Leverage & Required Margin
If leverage is 1:20, required margin is 5%.
If required margin is 10%, max leverage is 1:10.
Example: Notional trade value $20,000 with 1:20 → required margin $1,000.
Equity, Used Margin & Free Margin
Balance: cash in the account (closed P/L only).
Equity: Balance ± Open P/L.
Used Margin: total margin tied to open positions.
Free Margin: Equity – Used Margin (what’s available to open new trades).
Example (balance $1,000, margin 5%, position $8,000):
Used Margin = $400; Equity initially $1,000; Free Margin $600.
If open P/L = +$50 → Equity $1,050, Free Margin $650. If –$50 → Equity $950, Free Margin $550.

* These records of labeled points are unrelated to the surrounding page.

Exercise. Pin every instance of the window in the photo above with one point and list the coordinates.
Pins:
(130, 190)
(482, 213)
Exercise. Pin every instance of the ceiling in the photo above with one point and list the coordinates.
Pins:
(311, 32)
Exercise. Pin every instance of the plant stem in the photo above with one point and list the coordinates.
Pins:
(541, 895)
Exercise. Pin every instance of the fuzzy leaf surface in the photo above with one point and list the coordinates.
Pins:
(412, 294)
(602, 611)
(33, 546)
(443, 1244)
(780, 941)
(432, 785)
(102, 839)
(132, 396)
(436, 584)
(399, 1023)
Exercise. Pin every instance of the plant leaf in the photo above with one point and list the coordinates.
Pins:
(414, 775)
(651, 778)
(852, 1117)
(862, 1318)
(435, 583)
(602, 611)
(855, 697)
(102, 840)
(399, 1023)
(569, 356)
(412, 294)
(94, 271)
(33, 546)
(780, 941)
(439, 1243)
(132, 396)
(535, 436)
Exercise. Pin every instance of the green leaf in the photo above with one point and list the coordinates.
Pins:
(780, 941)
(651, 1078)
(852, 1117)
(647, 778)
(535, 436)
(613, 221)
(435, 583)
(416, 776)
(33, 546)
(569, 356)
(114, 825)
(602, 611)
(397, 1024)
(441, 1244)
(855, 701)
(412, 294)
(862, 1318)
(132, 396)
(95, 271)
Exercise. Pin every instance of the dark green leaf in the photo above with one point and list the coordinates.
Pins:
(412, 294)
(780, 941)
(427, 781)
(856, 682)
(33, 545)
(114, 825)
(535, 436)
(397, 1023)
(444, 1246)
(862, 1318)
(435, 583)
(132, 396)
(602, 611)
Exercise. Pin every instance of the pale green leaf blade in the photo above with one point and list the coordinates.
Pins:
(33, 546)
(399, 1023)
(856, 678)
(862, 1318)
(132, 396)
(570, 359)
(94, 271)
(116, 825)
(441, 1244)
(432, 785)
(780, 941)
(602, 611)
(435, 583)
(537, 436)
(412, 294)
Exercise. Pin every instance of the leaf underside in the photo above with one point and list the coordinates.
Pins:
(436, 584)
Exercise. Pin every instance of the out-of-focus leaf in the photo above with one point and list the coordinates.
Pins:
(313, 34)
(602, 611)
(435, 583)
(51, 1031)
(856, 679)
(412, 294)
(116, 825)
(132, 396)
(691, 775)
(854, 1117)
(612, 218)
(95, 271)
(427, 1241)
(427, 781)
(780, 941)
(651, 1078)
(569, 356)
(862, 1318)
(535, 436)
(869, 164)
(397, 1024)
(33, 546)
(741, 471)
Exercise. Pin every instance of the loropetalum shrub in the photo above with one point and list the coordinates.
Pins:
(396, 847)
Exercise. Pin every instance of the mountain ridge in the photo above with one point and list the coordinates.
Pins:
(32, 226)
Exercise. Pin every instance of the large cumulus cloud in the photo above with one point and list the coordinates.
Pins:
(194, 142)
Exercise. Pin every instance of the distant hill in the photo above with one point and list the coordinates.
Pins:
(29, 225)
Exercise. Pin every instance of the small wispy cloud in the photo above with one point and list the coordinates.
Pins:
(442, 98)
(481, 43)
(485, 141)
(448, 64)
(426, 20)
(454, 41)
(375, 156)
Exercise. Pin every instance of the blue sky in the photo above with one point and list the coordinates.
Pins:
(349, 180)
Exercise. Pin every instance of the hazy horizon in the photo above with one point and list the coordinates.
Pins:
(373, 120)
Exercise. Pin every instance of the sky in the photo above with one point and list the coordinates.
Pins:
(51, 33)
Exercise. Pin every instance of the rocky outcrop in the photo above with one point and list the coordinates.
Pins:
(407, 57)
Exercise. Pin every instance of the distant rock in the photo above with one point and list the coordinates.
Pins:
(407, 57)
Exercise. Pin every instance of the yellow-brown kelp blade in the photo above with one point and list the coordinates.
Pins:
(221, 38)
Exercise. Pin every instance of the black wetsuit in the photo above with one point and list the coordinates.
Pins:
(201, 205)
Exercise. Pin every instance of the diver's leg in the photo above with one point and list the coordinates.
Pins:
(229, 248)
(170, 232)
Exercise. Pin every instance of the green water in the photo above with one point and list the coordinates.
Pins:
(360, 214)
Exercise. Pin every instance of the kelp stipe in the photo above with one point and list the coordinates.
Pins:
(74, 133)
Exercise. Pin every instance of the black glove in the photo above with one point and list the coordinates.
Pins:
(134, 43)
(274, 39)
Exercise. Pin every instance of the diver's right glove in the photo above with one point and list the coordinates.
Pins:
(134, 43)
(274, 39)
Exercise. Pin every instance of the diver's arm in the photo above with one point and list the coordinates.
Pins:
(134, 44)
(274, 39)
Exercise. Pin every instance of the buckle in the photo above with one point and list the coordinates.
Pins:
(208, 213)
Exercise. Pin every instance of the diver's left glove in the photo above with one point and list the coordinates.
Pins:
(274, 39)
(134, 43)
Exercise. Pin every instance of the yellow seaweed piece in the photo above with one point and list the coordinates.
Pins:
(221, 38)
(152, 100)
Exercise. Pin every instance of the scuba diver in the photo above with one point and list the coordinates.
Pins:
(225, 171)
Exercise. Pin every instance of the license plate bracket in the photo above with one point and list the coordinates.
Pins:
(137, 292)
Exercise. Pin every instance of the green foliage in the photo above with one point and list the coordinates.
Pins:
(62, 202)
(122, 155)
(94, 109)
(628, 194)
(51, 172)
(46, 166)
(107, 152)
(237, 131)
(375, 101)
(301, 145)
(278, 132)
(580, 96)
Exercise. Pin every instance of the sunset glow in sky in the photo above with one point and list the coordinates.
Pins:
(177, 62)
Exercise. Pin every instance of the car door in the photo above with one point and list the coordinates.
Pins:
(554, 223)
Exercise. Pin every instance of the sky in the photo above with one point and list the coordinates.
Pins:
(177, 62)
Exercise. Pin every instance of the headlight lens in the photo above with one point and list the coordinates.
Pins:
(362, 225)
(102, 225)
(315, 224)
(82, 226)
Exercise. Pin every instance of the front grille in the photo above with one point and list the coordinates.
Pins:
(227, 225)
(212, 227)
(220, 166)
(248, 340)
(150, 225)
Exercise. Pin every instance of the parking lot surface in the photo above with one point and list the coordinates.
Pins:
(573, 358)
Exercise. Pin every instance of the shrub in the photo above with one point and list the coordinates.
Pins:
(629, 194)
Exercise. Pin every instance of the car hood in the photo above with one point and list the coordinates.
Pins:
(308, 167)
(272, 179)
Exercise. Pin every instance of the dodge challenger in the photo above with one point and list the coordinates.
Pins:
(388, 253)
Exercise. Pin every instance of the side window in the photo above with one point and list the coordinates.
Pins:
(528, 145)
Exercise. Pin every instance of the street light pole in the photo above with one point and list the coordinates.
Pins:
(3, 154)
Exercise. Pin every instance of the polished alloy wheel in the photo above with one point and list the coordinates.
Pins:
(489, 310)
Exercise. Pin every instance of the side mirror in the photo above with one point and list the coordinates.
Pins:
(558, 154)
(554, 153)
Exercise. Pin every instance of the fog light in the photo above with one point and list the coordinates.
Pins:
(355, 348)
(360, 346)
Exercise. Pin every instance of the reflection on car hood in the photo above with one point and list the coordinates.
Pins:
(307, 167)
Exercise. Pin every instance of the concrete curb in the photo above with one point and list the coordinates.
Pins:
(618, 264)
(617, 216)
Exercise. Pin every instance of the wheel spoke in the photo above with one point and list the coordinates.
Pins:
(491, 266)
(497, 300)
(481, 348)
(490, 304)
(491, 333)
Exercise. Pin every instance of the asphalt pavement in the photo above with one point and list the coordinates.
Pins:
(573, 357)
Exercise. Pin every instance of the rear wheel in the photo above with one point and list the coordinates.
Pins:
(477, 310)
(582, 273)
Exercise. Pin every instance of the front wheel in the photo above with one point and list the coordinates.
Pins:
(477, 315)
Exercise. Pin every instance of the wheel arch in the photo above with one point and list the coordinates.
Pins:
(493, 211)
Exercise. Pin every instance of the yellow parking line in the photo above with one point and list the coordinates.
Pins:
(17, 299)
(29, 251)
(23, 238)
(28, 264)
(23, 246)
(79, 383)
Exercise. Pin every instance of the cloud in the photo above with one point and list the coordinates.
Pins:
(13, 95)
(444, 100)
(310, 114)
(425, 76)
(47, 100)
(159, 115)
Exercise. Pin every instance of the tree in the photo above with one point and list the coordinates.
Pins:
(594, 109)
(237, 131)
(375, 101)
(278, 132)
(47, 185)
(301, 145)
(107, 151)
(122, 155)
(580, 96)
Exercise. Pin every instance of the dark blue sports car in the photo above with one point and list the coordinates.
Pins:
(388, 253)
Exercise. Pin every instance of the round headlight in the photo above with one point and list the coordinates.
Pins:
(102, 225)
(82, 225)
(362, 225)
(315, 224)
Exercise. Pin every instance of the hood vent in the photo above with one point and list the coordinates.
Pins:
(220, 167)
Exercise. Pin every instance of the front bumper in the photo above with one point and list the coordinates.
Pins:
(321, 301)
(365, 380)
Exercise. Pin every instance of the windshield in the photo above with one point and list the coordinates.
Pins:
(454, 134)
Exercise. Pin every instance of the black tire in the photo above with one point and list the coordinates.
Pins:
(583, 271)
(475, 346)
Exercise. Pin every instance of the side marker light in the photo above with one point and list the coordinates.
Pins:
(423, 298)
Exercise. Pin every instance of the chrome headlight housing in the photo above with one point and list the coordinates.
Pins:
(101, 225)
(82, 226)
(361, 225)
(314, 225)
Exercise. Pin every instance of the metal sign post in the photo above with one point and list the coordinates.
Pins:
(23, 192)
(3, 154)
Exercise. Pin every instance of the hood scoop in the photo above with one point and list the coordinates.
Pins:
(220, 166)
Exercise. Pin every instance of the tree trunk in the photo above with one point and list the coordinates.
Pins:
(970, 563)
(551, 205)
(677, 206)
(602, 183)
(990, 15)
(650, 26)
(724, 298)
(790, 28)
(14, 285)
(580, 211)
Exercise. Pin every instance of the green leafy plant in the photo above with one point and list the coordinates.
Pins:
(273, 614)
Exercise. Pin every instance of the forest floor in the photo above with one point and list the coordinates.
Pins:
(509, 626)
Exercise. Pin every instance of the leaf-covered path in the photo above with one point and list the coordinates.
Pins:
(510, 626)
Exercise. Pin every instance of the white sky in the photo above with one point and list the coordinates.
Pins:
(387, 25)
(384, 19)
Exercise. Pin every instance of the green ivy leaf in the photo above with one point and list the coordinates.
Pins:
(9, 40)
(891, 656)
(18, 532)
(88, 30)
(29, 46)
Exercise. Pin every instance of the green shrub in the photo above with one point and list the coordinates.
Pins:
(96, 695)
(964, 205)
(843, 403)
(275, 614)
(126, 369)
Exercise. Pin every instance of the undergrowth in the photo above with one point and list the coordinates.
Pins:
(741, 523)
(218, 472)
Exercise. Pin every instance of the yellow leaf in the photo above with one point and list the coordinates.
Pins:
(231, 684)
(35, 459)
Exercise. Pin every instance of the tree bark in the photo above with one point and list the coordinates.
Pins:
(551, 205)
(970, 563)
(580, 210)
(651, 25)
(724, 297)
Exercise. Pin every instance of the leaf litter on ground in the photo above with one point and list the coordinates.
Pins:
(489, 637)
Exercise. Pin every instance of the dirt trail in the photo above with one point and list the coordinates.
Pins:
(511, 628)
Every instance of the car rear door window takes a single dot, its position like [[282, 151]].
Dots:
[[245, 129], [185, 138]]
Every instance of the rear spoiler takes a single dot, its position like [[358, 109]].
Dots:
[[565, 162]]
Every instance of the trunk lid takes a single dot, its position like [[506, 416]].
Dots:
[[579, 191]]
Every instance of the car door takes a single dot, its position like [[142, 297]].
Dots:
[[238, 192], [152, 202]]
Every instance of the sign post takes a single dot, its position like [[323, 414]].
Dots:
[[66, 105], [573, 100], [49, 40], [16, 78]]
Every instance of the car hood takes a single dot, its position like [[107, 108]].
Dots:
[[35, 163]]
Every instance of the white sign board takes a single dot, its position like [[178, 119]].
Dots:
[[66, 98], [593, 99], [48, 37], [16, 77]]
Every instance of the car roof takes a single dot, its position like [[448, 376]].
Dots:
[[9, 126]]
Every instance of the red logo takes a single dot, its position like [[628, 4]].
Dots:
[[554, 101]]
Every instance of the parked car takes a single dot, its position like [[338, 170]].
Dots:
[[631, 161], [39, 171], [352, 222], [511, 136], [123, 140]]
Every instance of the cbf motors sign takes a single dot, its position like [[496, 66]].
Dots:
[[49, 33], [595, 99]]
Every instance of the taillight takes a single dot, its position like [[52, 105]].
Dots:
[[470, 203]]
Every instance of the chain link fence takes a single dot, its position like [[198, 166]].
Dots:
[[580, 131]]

Margin Level, Margin Call & Stop-Out
Margin Level shows account health:
Margin Level % = (Equity / Used Margin) × 100.
0%: no open trades.
100%: Equity equals Used Margin → typically cannot open new trades.
Margin Call: broker alert when Margin Level falls to a warning threshold (varies by broker, e.g., 50% or 80%).
Stop-Out: at a lower threshold (e.g., 30%), broker starts auto-closing positions—largest exposure first—to restore Margin Level.
When Does a Margin Call Happen?
A call occurs when Free Margin ≤ 0 (i.e., Equity ≤ Used Margin) or when the broker’s Margin Level threshold is breached.
Rule of thumb:
Balance – Open Loss < Required Margin ⇒ Margin Call risk.
Best Practices & Regulations
Position sizing: risk ~2.5–5% of capital per idea.
Always set Stop-Loss; don’t average into losers.
Limit concurrent positions to avoid tying up margin.
Choose appropriate leverage (higher isn’t better).
Monitor around news—volatility can compress equity quickly.
Know your region’s limits: e.g., retail caps like 1:30 FX (margin 3.33%) vs professionals up to 1:500 (margin 0.2%) in some jurisdictions.
Practice on a demo to learn how equity/free margin behave in real time.